O meu sorriso é só meu

Quando entendi que há pessoas que se entregam cedo demais e outras que tardiamente se posicionam, decidi me manter em minha própria companhia. 

Essa decisão não foi rápida nem fácil, mas vital. 

Sabíamos, ambos sabíamos, que eu estava apaixonada por você, que fazia planos e desistia de outros para mantê-lo por perto. Que me colocava à sua disposição sem que, sequer, se preocupasse com possíveis perdas que eu pudesse ter por isso. Que eu cantarolava nossa música de forma mental e dançava em sua companhia mesmo que não estivesse presente. Que eu escrevia linhas cheias de amor em bilhetes que você nunca leria por simples desinteresse.

Então eu vi, eu entendi, que meu sentimento era apenas meu. Você não partilhava nem da ilusão do que poderíamos ser. Não o julgo, essa era a verdade com a qual você conseguia lidar. 

Eu via além. Eu torcia, numa esperança sólida, de que seu momento chegaria. Ou melhor, o meu momento, aquele em que você entenderia que sempre sentia algo, só estava incapaz de perceber.

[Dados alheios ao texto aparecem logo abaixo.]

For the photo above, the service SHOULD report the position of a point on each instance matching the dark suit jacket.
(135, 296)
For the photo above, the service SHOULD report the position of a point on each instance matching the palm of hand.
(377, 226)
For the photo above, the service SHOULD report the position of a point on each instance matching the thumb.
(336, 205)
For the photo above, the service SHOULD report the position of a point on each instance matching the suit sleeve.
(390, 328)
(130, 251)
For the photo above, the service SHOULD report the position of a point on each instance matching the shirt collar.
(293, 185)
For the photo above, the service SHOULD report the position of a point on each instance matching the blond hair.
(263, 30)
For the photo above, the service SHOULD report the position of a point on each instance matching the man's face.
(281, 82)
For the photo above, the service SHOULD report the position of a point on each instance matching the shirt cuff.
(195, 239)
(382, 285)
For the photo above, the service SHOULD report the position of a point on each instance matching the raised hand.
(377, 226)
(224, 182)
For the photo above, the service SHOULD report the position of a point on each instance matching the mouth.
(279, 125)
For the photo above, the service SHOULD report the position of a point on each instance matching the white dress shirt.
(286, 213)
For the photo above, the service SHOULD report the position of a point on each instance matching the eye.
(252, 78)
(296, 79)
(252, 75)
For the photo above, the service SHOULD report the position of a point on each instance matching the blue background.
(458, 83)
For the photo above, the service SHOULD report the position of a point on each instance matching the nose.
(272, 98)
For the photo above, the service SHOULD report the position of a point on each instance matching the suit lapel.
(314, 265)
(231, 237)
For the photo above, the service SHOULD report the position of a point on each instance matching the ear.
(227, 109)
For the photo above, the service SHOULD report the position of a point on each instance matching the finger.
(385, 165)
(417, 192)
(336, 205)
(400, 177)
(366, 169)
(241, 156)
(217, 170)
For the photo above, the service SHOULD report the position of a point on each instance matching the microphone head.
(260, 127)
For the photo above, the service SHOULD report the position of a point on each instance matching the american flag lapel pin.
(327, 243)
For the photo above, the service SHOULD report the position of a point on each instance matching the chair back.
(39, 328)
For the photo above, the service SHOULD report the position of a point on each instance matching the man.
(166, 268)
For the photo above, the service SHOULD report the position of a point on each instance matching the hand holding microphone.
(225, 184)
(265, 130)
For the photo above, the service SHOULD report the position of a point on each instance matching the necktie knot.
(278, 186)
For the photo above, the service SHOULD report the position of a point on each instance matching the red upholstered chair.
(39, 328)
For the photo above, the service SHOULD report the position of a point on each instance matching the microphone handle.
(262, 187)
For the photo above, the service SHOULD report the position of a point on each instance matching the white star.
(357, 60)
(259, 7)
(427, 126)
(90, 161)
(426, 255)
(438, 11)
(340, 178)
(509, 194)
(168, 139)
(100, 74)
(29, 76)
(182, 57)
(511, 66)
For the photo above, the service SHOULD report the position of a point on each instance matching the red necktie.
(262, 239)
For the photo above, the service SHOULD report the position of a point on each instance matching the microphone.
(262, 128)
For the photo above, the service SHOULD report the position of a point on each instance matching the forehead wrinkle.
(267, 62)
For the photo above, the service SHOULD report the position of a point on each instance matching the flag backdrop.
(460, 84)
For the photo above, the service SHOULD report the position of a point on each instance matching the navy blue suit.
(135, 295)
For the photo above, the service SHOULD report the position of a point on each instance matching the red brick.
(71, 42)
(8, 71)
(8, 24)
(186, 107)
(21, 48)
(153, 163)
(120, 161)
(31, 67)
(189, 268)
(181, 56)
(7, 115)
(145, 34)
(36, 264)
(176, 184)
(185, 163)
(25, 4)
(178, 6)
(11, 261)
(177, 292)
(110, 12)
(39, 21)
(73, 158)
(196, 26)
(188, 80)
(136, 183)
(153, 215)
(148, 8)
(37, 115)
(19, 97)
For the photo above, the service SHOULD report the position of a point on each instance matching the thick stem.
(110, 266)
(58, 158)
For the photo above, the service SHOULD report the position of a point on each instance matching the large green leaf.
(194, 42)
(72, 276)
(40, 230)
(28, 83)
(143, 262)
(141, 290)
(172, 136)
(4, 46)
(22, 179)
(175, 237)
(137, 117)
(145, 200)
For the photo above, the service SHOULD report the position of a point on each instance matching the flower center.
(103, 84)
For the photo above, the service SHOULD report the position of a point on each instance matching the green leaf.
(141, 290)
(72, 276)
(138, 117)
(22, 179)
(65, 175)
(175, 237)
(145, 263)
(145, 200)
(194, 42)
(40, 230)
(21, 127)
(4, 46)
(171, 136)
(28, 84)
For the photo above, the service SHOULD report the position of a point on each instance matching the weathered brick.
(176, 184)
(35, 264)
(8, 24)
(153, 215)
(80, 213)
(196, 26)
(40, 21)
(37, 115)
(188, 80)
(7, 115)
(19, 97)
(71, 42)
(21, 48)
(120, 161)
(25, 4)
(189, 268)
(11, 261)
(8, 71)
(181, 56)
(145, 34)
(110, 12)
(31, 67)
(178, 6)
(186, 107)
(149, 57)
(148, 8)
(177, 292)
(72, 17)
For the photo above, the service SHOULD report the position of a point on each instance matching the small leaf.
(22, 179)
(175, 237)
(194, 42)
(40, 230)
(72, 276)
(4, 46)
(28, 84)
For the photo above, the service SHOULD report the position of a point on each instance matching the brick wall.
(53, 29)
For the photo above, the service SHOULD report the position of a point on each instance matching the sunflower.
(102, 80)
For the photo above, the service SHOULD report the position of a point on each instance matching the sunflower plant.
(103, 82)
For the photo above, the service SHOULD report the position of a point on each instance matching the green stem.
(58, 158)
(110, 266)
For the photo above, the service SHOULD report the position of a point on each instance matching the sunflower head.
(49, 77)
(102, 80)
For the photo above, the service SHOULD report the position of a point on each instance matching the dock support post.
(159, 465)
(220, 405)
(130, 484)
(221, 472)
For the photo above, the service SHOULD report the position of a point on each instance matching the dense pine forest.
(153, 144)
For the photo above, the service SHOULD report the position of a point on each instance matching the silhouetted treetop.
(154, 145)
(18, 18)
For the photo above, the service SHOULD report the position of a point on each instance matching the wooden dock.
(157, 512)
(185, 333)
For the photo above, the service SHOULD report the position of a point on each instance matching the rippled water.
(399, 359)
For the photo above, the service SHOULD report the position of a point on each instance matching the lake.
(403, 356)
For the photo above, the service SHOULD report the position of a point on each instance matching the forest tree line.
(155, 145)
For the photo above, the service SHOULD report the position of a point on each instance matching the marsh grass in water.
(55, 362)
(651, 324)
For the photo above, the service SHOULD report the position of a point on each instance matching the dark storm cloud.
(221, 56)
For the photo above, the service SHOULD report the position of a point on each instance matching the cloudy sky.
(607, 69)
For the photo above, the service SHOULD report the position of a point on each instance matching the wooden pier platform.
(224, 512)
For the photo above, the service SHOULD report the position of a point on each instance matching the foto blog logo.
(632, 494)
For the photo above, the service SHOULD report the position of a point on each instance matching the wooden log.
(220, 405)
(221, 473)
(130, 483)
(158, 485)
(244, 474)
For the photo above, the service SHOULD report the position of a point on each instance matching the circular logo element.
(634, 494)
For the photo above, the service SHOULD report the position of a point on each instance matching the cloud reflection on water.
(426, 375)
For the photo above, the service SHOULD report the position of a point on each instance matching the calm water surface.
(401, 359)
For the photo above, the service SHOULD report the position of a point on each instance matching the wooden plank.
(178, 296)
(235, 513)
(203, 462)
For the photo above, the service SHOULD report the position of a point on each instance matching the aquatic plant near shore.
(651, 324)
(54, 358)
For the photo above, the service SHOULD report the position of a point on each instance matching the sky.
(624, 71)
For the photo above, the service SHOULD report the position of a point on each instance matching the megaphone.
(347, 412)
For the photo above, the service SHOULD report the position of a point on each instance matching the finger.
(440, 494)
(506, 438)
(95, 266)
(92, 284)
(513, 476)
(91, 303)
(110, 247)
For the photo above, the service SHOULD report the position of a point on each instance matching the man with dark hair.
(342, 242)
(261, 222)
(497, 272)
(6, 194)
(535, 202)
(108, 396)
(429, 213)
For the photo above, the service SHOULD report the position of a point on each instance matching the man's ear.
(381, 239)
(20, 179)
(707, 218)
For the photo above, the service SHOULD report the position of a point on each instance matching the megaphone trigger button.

E aconteceu. Tardiamente. Inoportunamente. Totalmente fora de hora. Isso porque eu me acostumei. E não foi ao hábito de não ser amada por você. Acostumei comigo, com a minha completa companhia.

Me acostumei a chegar em casa, abrir a porta com a minha própria chave, e não esperar que outro abra no seu devido tempo.

Me acostumei a ocupar a cama inteira, sem me preocupar em dividir lençóis nem meus cinco travesseiros.

Me acostumei a acordar cedo, sem medo de fazer barulhos indevidos para não despertar outros fora de hora.

Acostumei a tomar meu café preto ligeiramente e só me deleitar com o banquete após minha caminhada matinal.

Não cozinho mais aos domingos, me dou o privilégio de conhecer um restaurante diferente a cada almoço dominical de acordo com a minha própria vontade.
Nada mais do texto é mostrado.